The entropy() method calculates the Shannon entropy (information entropy) of a collection's values or specified field. Entropy measures the average unpredictability or randomness in a dataset, with higher values indicating more uncertainty or variability.

Basic Syntax

typescript
entropy<K extends keyof T>(key?: K): number

Examples

Basic Usage

typescript
import { collect } from 'ts-collect'

const categories = collect(['A', 'A', 'B', 'C', 'C', 'C'])
const entropy = categories.entropy()

console.log(entropy)
// Lower value indicates less randomness (C is more frequent)

Working with Object Properties

typescript
interface OrderStatus {
  orderId: string
  status: 'pending' | 'processing' | 'shipped' | 'delivered'
}

const orders = collect<OrderStatus>([
  { orderId: 'ORD1', status: 'delivered' },
  { orderId: 'ORD2', status: 'processing' },
  { orderId: 'ORD3', status: 'delivered' },
  { orderId: 'ORD4', status: 'pending' }
])

const statusEntropy = orders.entropy('status')
// Measures distribution randomness of order statuses

Real-world Example: E-commerce Customer Analysis

typescript
interface CustomerBehavior {
  customerId: string
  preferredCategory: string
  deviceType: string
  paymentMethod: string
  purchaseFrequency: 'low' | 'medium' | 'high'
}

class CustomerAnalyzer {
  private behaviors: Collection<CustomerBehavior>

  constructor(behaviors: CustomerBehavior[]) {
    this.behaviors = collect(behaviors)
  }

  analyzeVariability() {
    return {
      categoryDiversity: {
        entropy: this.behaviors.entropy('preferredCategory'),
        interpretation: this.interpretEntropy('preferredCategory')
      },
      deviceDiversity: {
        entropy: this.behaviors.entropy('deviceType'),
        interpretation: this.interpretEntropy('deviceType')
      },
      paymentDiversity: {
        entropy: this.behaviors.entropy('paymentMethod'),
        interpretation: this.interpretEntropy('paymentMethod')
      }
    }
  }

  interpretEntropy(field: keyof CustomerBehavior): string {
    const entropy = this.behaviors.entropy(field)

    if (entropy < 1) {
      return `${field} shows low variability - customer preferences are concentrated`
    }
    if (entropy < 2) {
      return `${field} shows moderate variability - some preference patterns exist`
    }
    return `${field} shows high variability - diverse customer preferences`
  }

  getMarketingRecommendations(): string[] {
    const recommendations: string[] = []
    const categoryEntropy = this.behaviors.entropy('preferredCategory')
    const deviceEntropy = this.behaviors.entropy('deviceType')

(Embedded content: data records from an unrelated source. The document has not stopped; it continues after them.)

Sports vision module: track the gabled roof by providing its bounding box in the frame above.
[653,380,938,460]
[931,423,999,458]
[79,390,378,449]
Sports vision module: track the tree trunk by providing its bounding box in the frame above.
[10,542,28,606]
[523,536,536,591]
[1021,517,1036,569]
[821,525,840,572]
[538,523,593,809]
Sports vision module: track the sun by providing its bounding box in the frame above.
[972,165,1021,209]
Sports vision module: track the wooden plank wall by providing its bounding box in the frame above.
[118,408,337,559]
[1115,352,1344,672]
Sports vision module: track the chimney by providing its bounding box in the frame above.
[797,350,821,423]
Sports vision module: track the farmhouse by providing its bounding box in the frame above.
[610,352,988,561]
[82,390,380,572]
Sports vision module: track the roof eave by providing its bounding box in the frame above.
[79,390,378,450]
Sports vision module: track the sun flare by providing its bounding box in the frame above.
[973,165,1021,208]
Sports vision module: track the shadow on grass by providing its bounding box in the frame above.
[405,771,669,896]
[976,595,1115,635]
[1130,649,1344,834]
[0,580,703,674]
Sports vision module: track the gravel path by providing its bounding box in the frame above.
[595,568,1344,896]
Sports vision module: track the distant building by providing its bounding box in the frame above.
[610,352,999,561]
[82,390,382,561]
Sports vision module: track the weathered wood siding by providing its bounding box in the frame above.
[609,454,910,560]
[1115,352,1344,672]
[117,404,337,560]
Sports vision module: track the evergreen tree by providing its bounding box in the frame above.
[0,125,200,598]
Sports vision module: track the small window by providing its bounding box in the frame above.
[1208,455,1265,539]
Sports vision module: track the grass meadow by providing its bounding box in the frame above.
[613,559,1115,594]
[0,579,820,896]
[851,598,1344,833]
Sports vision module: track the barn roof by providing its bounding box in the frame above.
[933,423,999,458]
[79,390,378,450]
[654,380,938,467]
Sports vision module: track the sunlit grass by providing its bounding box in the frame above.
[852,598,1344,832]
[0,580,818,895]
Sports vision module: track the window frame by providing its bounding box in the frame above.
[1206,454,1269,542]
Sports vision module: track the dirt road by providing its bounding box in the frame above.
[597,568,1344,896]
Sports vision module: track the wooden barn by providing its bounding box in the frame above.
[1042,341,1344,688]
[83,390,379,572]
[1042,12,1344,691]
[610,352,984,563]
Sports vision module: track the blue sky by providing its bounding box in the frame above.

    if (categoryEntropy < 1) {
      recommendations.push(
        'Consider expanding product categories - customer interests are narrow'
      )
    }

    if (deviceEntropy > 2) {
      recommendations.push(
        'Optimize for multiple devices - customers use diverse platforms'
      )
    }

    return recommendations
  }
}

// Usage
const analyzer = new CustomerAnalyzer([
  {
    customerId: 'C1',
    preferredCategory: 'Electronics',
    deviceType: 'mobile',
    paymentMethod: 'credit',
    purchaseFrequency: 'high'
  },
  {
    customerId: 'C2',
    preferredCategory: 'Electronics',
    deviceType: 'desktop',
    paymentMethod: 'paypal',
    purchaseFrequency: 'medium'
  }
])

const analysis = analyzer.analyzeVariability()

Type Safety

typescript
interface Sales {
  product: string
  quantity: number
}

const sales = collect<Sales>([
  { product: 'A', quantity: 10 },
  { product: 'B', quantity: 20 }
])

// Type-safe entropy calculation
const productEntropy: number = sales.entropy('product')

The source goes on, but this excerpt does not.